Anyways the text still overuns (or runs short) in some instances… interestingly overall though it does seem to keep in sync e.g. some pages early on carry a sentence over into the next page whilst several pages later the text lines up again as if the difference has magically recorrected itself…

So what I am trying to find out is what aspect of formatting is causing the text at the boundaries of pages to go out of sync yet the whole structure itself (as noted with later pages back) remains in sync. Included in the original were inserted images/ shapes/ headers is what I can think of at the moment though I ‘ve tried deleting various & seems to not affect this issue.

Anyone help iron out why LO handles the edges of pages different to Word 2010?

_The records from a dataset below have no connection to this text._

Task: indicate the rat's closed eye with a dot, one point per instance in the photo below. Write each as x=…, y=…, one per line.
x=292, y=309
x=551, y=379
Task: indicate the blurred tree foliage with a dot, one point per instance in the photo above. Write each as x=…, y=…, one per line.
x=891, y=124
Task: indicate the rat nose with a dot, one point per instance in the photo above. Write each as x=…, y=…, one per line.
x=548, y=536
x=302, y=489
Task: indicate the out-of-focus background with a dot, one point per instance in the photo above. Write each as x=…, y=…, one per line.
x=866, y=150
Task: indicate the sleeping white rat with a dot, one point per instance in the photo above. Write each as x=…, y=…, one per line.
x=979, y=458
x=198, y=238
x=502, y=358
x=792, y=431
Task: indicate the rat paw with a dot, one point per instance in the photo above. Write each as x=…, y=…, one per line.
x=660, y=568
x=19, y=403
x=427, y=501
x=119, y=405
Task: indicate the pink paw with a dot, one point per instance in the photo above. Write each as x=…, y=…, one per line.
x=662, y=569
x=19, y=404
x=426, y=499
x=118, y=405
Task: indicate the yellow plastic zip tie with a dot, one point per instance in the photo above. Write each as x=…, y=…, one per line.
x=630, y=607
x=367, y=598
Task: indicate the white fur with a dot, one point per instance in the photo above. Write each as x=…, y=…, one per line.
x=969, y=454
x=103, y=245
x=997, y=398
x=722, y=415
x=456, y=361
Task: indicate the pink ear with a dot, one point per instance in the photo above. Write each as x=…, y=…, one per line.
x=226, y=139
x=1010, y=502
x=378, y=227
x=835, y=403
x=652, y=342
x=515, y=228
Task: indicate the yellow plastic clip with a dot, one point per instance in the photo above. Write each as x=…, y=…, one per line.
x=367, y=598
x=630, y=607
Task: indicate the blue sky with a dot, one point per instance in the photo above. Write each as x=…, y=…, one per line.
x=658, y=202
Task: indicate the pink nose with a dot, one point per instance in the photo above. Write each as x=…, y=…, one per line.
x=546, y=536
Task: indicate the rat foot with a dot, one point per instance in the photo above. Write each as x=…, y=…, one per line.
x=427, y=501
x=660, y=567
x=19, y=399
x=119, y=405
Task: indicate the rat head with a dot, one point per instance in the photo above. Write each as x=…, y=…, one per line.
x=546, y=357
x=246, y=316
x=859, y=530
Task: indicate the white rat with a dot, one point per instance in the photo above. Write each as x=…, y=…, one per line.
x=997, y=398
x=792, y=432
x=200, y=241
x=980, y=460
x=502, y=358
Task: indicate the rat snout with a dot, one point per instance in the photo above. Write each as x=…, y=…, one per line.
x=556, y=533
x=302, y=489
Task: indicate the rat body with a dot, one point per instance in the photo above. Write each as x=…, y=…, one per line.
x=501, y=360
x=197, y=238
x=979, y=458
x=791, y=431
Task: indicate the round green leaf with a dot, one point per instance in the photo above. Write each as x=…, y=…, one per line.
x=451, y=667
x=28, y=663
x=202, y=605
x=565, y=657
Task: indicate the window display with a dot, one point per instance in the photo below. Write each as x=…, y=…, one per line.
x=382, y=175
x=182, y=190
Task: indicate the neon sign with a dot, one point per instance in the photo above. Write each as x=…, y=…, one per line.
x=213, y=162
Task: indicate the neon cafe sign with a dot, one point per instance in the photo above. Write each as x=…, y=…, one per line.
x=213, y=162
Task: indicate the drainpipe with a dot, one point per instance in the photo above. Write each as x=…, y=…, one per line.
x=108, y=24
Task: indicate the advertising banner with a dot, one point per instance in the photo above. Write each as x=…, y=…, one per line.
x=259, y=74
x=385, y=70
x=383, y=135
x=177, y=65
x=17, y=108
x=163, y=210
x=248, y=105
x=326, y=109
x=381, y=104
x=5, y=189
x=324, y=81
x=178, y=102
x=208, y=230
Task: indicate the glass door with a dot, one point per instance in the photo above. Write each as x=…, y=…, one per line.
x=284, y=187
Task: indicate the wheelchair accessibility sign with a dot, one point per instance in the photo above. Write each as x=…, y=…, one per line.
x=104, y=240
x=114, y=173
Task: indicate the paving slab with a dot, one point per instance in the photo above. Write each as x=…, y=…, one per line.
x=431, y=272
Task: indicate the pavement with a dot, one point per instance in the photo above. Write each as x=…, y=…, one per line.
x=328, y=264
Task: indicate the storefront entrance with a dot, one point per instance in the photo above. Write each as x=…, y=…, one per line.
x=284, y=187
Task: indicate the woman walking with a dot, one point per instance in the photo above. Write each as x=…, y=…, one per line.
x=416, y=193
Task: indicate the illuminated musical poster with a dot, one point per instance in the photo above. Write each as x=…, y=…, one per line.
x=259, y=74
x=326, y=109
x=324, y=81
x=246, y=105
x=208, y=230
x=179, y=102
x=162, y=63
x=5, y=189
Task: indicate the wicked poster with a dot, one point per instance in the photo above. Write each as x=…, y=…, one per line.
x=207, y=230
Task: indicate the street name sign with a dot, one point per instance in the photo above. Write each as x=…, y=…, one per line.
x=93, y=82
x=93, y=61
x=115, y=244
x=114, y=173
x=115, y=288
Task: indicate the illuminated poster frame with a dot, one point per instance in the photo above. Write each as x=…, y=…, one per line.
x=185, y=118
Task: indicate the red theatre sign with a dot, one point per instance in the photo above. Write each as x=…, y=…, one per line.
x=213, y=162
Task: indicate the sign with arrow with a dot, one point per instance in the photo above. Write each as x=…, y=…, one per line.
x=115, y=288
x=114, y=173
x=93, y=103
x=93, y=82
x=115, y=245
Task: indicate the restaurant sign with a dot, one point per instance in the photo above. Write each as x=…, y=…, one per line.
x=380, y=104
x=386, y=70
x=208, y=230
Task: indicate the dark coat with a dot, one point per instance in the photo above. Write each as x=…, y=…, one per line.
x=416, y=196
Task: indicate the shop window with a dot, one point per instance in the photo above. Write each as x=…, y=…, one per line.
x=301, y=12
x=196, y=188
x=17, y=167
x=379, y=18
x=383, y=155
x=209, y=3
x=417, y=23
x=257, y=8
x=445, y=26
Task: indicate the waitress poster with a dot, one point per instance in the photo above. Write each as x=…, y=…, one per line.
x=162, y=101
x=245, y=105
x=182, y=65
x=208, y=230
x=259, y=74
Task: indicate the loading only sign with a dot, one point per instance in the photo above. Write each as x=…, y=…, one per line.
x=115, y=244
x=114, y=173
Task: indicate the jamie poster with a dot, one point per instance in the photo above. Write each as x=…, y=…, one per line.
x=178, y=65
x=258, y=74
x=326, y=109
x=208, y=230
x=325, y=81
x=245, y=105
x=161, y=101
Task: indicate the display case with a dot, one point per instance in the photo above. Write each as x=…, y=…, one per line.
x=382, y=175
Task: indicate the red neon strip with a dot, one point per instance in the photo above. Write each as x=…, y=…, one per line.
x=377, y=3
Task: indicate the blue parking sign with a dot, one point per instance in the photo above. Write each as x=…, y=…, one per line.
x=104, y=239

LO Writer will likely never handle the DOCX format in such a manner as to perfectly display the content identically to Word. Saving your existing DOCX as an ODT via Word can easily result in differences of appearance as the underlying specifications (OOXML and ODF) are not the same. The OpenDocument (ODF) XML generated by Word will not be as clean as that generated natively by Writer. There are several potential issues here: page margins (top and bottom), page header/footer, paragraph orphan/widow handling, line ending (breaking algorithm), fonts, style handling, inserted object handling, etc.

It is impossible to say exactly where the differences may be issuing from, but I would imagine it is a combination of things (mentioned above). Any document containing a combination of elements soon develops complex XML in order to accurately represent the content. I would first look at your Text Flow settings in both applications (perhaps this attribute is not being translated correctly?) I would also set the text to use a ‘neutral’ font, such as SIL Gentium, to remove this aspect from the equation.

Another possible issue is the implementation of the line-breaking algorithm varying between Word and Writer. If it does, there is little you can do about this.